What No One Tells You About Life Is That Nothing Is Impossible
And this is why I write this post today.
I woke up this morning feeling low. The past few days have been not so great- physically, mentally, and emotionally due to varied reasons. Some have been under my control but most not in my control. The latter makes you feel lousy. The sun disappeared yesterday adding to my sullenness.
I then looked at the photograph on the yellow wall. If you see it carefully, you might notice the hair had started to thin. The skin had dark patches because of the toxic chemo medicine. But also notice the happiness on our faces. If I had not told you the story behind this snap, you would think it to be just another holiday photograph.
Truly, It Is All In The Mind
5 days of no nausea or weakness- of pure laughter, fun, good food and air and 5 days of lazing and pampering. Of cutting oneself off from anything remotely negative. Of having that perfect one-piece sleep without nightmares for a company. That is what invigorates us, no? Had it not been for the surprise plan, I would still have been on that bed dreading the next hospital visit.

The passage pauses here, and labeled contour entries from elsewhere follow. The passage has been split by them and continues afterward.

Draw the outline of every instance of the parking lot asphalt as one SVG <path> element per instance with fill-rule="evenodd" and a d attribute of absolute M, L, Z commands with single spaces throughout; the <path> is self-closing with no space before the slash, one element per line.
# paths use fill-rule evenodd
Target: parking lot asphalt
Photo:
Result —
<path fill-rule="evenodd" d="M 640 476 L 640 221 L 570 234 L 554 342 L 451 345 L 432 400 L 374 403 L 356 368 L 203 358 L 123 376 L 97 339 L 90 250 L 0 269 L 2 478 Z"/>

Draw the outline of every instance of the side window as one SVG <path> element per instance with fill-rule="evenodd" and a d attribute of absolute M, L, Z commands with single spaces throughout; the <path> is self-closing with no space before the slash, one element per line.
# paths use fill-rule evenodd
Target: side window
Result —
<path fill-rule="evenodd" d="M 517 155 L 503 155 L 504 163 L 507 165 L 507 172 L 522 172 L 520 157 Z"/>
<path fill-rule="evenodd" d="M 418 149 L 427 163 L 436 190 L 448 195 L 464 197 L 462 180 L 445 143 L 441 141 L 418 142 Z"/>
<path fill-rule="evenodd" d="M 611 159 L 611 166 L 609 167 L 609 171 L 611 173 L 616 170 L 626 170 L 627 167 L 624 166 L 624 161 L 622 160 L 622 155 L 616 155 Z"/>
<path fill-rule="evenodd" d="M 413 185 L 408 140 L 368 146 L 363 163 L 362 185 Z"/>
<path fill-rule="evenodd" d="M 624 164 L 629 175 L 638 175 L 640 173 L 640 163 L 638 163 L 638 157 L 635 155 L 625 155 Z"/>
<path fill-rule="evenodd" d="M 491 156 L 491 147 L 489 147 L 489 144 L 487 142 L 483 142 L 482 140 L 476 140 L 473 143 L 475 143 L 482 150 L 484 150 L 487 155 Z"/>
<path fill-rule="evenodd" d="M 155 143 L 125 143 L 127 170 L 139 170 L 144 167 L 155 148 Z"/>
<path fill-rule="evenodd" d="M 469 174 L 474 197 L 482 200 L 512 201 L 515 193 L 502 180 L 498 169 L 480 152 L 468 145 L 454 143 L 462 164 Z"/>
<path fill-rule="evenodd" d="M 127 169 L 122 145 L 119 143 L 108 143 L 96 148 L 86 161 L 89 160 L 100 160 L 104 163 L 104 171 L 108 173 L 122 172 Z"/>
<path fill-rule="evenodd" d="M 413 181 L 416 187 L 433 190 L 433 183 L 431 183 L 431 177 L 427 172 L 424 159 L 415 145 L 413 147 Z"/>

This photograph. It is what I wake up to each morning. It is my morale booster. My confidence restorer.
On days like today, when many things do not seem to be going right, I look at it and repeat what Rahul always says, and what no one tells you about life is that nothing is impossible and….
Do you have a photograph with a story behind it? Share it here for others to get motivated.
Most of all, I wish that those medics across the globe are sincerely looking for a sure cure for Myasthenia Gravis.